Eurozone finance ministers on Monday (6 December) endorsed the European Commission’s recommendations for a moderately expansionary fiscal stance for the eurozone in 2022.
This positioning will allow the euro area to maintain “agile” budgetary support targeted at the sectors of activity still affected by the Covid-19 pandemic and to preserve public investment, said the president of the Eurogroup, Paschal Donohoe, at the end of the meeting, which was followed by a dinner devoted to the banking union.
According to the Commission, the aggregate expansionary stance at the eurozone level will be 1.0% of GDP next year, down from 1.75% in 2021 (see EUROPE 12839/1).
The European Commissioner for the Economy, Paolo Gentiloni, stressed that this was not a question of budgetary ‘tightening’, but of better targeting of public aid. He welcomed the fact that public investment will be “above pre-pandemic levels”, thanks in particular to the contribution of the NextGenerationEU Recovery Plan grants. Such a dynamic is very different from the one pursued after the 2008 financial crisis, he noted.
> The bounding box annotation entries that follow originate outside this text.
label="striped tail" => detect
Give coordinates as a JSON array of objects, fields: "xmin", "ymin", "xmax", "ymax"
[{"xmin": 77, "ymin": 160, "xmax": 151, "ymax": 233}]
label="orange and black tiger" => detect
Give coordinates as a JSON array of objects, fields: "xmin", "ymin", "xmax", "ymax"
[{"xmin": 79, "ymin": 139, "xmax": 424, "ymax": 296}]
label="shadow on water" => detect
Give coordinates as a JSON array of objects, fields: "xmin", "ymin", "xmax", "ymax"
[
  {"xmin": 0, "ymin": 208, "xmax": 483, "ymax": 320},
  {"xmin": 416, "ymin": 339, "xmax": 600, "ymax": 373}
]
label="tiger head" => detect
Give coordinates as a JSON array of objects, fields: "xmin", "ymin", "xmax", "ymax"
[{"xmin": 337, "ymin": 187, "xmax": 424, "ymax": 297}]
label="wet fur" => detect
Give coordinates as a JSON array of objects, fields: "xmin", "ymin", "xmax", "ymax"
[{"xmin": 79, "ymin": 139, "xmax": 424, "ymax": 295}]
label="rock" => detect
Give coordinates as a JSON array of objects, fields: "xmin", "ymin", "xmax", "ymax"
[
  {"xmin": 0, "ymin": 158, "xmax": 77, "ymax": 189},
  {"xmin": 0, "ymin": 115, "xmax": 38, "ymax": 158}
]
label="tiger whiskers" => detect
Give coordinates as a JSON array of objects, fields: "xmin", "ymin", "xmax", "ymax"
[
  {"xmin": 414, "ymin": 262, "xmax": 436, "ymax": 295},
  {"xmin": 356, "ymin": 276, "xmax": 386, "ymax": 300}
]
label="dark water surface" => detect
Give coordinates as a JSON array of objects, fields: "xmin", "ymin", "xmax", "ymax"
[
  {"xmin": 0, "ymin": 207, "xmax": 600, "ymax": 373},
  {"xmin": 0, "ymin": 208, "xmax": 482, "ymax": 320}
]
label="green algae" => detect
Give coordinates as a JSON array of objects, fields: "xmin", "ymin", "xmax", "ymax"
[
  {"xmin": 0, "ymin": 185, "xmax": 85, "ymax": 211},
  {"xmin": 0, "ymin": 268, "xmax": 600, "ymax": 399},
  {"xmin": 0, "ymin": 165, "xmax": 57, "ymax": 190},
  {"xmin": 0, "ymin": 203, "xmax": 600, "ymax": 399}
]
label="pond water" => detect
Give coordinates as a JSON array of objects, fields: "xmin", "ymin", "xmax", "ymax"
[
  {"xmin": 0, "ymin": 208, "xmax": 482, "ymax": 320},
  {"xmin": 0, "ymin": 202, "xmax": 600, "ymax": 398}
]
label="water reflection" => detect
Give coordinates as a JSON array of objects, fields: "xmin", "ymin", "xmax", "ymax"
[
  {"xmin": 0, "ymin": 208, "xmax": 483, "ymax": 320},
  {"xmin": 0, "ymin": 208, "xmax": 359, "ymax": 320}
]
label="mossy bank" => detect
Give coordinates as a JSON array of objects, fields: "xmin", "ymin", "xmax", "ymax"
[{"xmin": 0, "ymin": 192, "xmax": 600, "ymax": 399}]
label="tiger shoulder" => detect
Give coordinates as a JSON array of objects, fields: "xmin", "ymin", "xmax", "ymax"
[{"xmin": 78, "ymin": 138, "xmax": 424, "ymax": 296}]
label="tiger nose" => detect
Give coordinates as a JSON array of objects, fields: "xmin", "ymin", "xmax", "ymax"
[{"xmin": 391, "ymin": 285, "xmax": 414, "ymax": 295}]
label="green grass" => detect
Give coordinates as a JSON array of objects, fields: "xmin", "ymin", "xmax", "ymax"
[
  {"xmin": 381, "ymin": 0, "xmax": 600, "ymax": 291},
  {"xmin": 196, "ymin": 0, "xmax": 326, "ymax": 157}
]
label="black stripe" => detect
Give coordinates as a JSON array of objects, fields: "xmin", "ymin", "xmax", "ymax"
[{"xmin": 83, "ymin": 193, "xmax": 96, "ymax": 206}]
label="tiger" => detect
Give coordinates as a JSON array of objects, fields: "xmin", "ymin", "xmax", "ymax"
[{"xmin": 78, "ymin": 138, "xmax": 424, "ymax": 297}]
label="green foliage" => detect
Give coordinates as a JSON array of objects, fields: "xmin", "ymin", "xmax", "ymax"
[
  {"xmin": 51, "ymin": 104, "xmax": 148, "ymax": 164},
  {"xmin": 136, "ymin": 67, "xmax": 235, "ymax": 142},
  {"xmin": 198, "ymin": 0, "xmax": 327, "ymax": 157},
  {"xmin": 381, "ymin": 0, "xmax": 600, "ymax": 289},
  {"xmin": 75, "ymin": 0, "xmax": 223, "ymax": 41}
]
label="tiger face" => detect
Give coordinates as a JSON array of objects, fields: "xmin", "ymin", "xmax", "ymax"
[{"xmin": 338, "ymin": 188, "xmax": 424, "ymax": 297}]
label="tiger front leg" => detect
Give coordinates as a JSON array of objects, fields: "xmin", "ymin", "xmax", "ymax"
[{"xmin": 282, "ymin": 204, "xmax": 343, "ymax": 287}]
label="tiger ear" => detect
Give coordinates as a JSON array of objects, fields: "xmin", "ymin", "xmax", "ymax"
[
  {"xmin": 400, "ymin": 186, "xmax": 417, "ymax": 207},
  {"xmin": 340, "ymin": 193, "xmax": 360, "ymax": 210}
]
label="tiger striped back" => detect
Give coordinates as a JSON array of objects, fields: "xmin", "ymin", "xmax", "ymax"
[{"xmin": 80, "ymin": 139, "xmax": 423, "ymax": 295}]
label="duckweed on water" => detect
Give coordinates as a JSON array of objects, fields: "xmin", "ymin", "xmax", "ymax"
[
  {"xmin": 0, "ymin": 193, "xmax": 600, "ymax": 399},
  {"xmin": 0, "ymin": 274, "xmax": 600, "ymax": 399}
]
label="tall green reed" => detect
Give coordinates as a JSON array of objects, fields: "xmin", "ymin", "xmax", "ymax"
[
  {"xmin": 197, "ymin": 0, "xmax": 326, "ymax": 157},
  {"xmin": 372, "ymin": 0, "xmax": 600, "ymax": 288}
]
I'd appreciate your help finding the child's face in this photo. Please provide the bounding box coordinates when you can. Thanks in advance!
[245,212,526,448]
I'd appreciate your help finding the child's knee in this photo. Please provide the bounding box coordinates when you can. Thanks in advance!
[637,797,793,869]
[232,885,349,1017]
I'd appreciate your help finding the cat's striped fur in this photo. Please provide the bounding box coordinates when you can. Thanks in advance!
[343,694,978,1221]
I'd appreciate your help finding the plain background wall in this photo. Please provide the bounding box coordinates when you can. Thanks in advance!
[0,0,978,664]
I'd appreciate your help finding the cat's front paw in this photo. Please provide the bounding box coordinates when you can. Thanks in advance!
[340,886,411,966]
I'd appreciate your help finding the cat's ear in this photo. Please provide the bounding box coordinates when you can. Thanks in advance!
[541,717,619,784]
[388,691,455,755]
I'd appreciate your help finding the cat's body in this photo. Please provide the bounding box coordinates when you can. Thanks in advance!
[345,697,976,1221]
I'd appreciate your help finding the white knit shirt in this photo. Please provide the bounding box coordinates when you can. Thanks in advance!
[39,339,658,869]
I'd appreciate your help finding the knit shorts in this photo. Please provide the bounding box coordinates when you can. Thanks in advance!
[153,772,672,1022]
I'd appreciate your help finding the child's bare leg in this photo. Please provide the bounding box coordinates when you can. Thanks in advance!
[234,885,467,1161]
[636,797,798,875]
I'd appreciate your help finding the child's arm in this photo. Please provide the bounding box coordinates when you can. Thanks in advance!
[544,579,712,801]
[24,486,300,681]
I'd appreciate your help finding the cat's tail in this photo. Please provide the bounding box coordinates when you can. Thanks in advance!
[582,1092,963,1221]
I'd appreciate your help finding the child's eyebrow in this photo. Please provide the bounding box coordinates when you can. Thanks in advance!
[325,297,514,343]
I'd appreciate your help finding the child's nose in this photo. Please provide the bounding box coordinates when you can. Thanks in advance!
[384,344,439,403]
On the 19 countries’ draft budgetary plans for 2022, which are subject to qualitative opinions only, the Eurogroup agrees with the Commission that the most indebted countries should limit the growth of their public spending, especially if it is structural in nature and not directly related to the pandemic.
The Ministers therefore call on those highly indebted Member States which, according to the Commission, do not plan to sufficiently limit the growth of national current expenditure, to “take the necessary measures”.
This includes Italy, whose planned spending next year - considered excessive in relation to the required level - would be around 1.5% of Italian GDP, as well as Latvia and Lithuania, but to a lesser extent.
Ministerial discussions on the budgetary stance for 2023, when the Stability and Growth Pact is due to resume, will start in spring 2022 on the basis of specific proposals from the Commission.